My code used so far is:
TH2D spectra2d {tfilename.c_str()
, Form("%s;frequency; run #", tfilename.c_str())
, values, min_freq, max_freq, n_entries, 1, n_entries
};
d.Foreach(
[&spectra2d] (const std::vector<double>& f, const std::vector<double>& r, int run)
{
for (size_t i = 0; i < f.size(); ++i) {
spectra2d.SetBinContent(spectra2d.FindBin(f[i], run), r[i]);
}
}
, {"f", "r", "run"}
);
as you say this code cannot work in parallel because the SetBinContent method is not thread safe (and for a good reason!).
What you may do, is to fill N different histograms, one per processing slot (there is one slot per worker thread in the RDF model). The idea is not to impose thread safety with a synchronisation mechanism (a lock around the SetBinContent would work but the code will be tremendously inefficient, de-facto sequential).
Therefore your code may become:
std::vector<TH2D> spectra2d_vec;
const auto nSlots = GetImplicitMTPoolSize();
for (auto i : ROOT::TSeqU(nSlots)) spectra2d_vec.emplace_back(tfilename.c_str()
, Form("%s;frequency; run #", tfilename.c_str())

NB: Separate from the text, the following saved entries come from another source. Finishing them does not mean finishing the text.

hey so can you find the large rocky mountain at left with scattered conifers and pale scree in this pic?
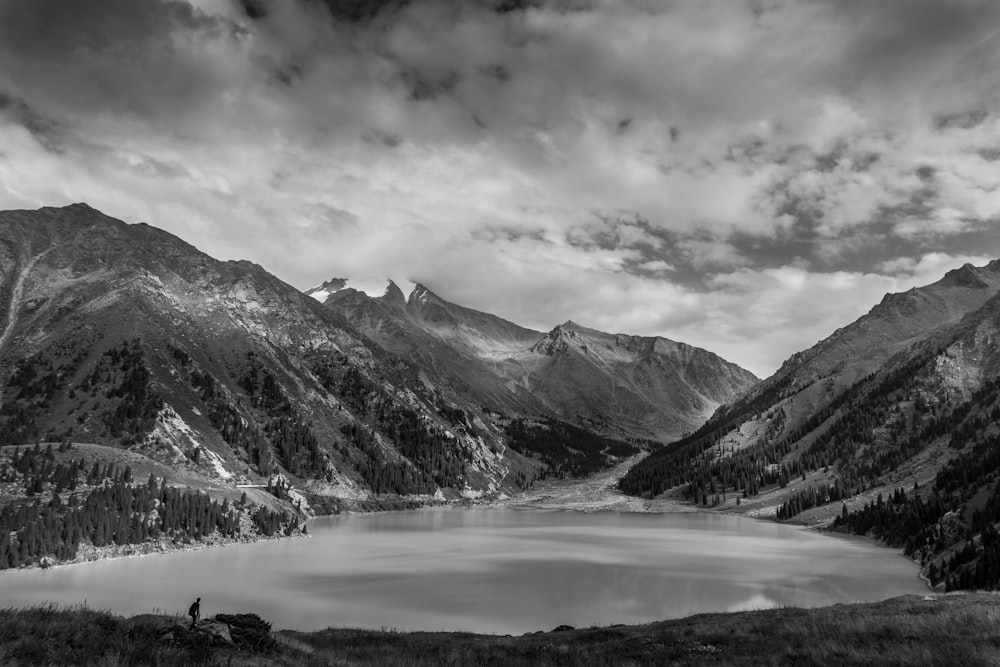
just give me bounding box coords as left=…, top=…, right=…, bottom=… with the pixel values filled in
left=0, top=204, right=540, bottom=512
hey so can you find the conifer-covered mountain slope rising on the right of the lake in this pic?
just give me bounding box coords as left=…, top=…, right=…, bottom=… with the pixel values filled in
left=620, top=261, right=1000, bottom=588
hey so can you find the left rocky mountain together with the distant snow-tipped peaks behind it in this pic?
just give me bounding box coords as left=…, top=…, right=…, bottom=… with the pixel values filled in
left=0, top=204, right=756, bottom=516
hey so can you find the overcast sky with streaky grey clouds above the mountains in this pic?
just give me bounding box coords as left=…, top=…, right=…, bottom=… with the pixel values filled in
left=0, top=0, right=1000, bottom=377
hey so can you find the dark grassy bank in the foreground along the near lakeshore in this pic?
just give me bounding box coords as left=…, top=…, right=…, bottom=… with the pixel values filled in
left=0, top=593, right=1000, bottom=666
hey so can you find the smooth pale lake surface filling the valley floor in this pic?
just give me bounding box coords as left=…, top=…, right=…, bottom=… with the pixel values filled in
left=0, top=508, right=926, bottom=634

, values, min_freq, max_freq, n_entries, 1, n_entries);
d.Foreach(
[&spectra2d] (unsigned int slot, const std::vector<double>& f, const std::vector<double>& r, int run)
{
for (size_t i = 0; i < f.size(); ++i) {
spectra2d[slot].SetBinContent(spectra2d.FindBin(f[i], run), r[i]);
}
}
, {"f", "r", "run"}
);
// Merge here your histos.
auto &mergedSpectra = spectra2d_vec[0];
for (auto i : ROOT::TSeqU(1, nSlots)) mergedSpectra.Merge(&spectra2d_vec[i]);
It is strange though that using 2 threads is faster than using 4 threads by saying ROOT::EnableImplicitMT(2) instead of using 0 or 4 by 4 physical CPUs. I guess that is because the hard drive is slowing multiple threads down by reading the data from tree.
The code I use now is:
ROOT::RDataFrame d("spectra1", tfilename);
auto n_slots = ROOT::GetImplicitMTPoolSize();
if (n_slots == 0) n_slots = 1;
std::vector<TH2D> spectra2d_vec;
for (auto&& i : ROOT::TSeqU(n_slots)) {
spectra2d_vec.emplace_back(
TH2D {tfilename.c_str()
, Form("%s;frequency; run #", tfilename.c_str())

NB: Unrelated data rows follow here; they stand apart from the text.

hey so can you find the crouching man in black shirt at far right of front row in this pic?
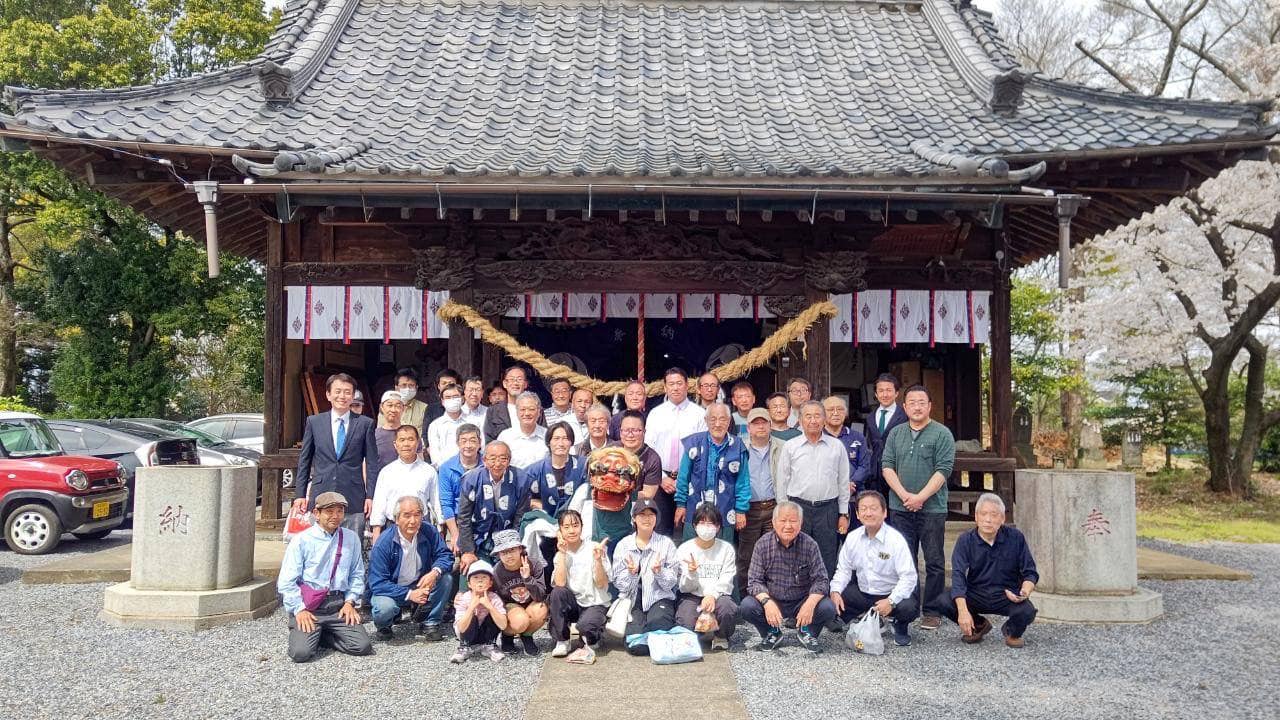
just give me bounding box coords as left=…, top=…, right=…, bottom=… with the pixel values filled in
left=942, top=492, right=1039, bottom=647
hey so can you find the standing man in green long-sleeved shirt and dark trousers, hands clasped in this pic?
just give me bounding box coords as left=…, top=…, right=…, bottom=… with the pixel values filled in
left=881, top=386, right=956, bottom=630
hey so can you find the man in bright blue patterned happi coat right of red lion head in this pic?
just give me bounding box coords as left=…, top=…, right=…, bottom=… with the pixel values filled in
left=676, top=402, right=751, bottom=544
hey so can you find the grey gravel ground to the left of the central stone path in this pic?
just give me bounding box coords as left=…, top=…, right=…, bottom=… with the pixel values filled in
left=0, top=536, right=550, bottom=720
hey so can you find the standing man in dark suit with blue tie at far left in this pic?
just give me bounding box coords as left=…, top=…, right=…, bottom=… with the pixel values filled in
left=293, top=373, right=381, bottom=533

, Int_t(*values), *min_freq / harmonic, *max_freq / harmonic, Int_t(*n_entries), 1, Double_t(*n_entries)
}
);
}
d.ForeachSlot(
[&spectra2d_vec] (unsigned int slot, const std::vector<double>& f, const std::vector<double>& r, int run)
{
for (size_t i = 0; i < f.size(); ++i) {
spectra2d_vec[slot].SetBinContent(spectra2d_vec[slot].FindBin(f[i] / harmonic, run), r[i]);
}
}
, {"frequencies", "rates", "run"}
);
for (auto&& i : ROOT::TSeqU(1, n_slots)) spectra2d_vec[0].Add(&spectra2d_vec[i]);
return spectra2d_vec[0];